Valley. Kinds of valleys. How valleys are formed
Valley is a natural trough in the earth's surface. Systems of valleys extend through plains, hills, and mountains. Rivers and streams flowing through valleys drain interior land regions to the ocean. The bottoms of many valleys have fertile soil, which makes excellent farmland.
All valleys are similar in shape. The bottom of a valley is called its floor. Most floors slope downstream. Mountain valleys usually have narrow floors. But in low-lying plains, a floor may be several miles or kilometers wide. The part of the floor along riverbanks is called the flood plain. When the river overflows its banks, it floods the flood plain.
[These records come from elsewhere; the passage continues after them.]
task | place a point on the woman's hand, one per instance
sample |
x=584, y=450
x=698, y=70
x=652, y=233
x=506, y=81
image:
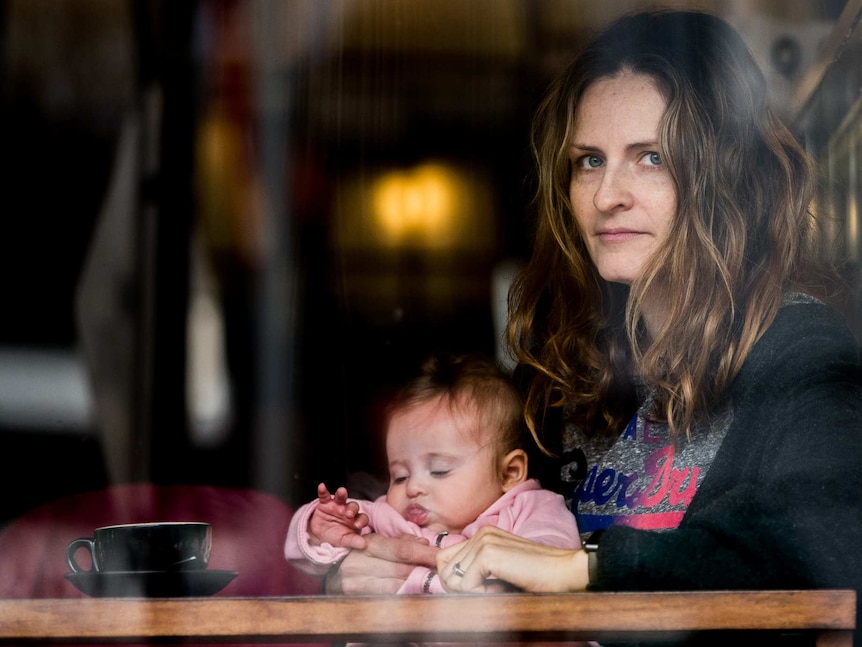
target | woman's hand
x=494, y=553
x=382, y=567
In some cases, flooding is helpful because it adds nutrients (nourishing substances) to the soil. But severe flooding can damage crops and buildings and even kill people. A valley's sides are called valley walls or valley slopes. The ridge formed where the walls of neighboring valleys meet is a divide.
Kinds of valleys. Various kinds of valleys are named according to their appearance. A deep valley with steep walls is called a canyon. One of the most famous canyons is Grand Canyon in Arizona. Along coastlines, valleys flooded by the ocean are called drowned valleys.
Chesapeake Bay and Delaware Bay are drowned valleys. Where a valley joins a larger valley from the side, the two floors usually meet at the same level. But sometimes the floor of the side valley is higher than that of the main valley. The side valley is then called a hanging valley. A river flowing through a hanging valley may form a waterfall where the water enters the main valley.
Not all valleys are on land. Many deep submarine canyons are found on the slopes leading up from the ocean floor to the edge of the continental shelf. Hudson Canyon is a submarine canyon. It extends south-eastward down the continental shelf to the Atlantic Ocean floor from a point near New York City.
How valleys are formed. Most valleys on dry land are formed by the running water of streams and rivers, and by the erosion of slopes leading to them. Erosion moves material down the slopes to the valley floor where the stream carries it to a lake or to the ocean. In addition, the stream may erode its channel deeper. Hanging valleys are usually formed when erosion is greater in the main valley than in the side valley.
A rift valley may form when a long, narrow section of the earth's crust sinks. One system of rift valleys extends from the Sea of Galilee south through the Red Sea, and into southeastern Africa.
Glaciated valleys are valleys enlarged by the action of glaciers. They are often found high in mountains and are U-shaped rather than V-shaped.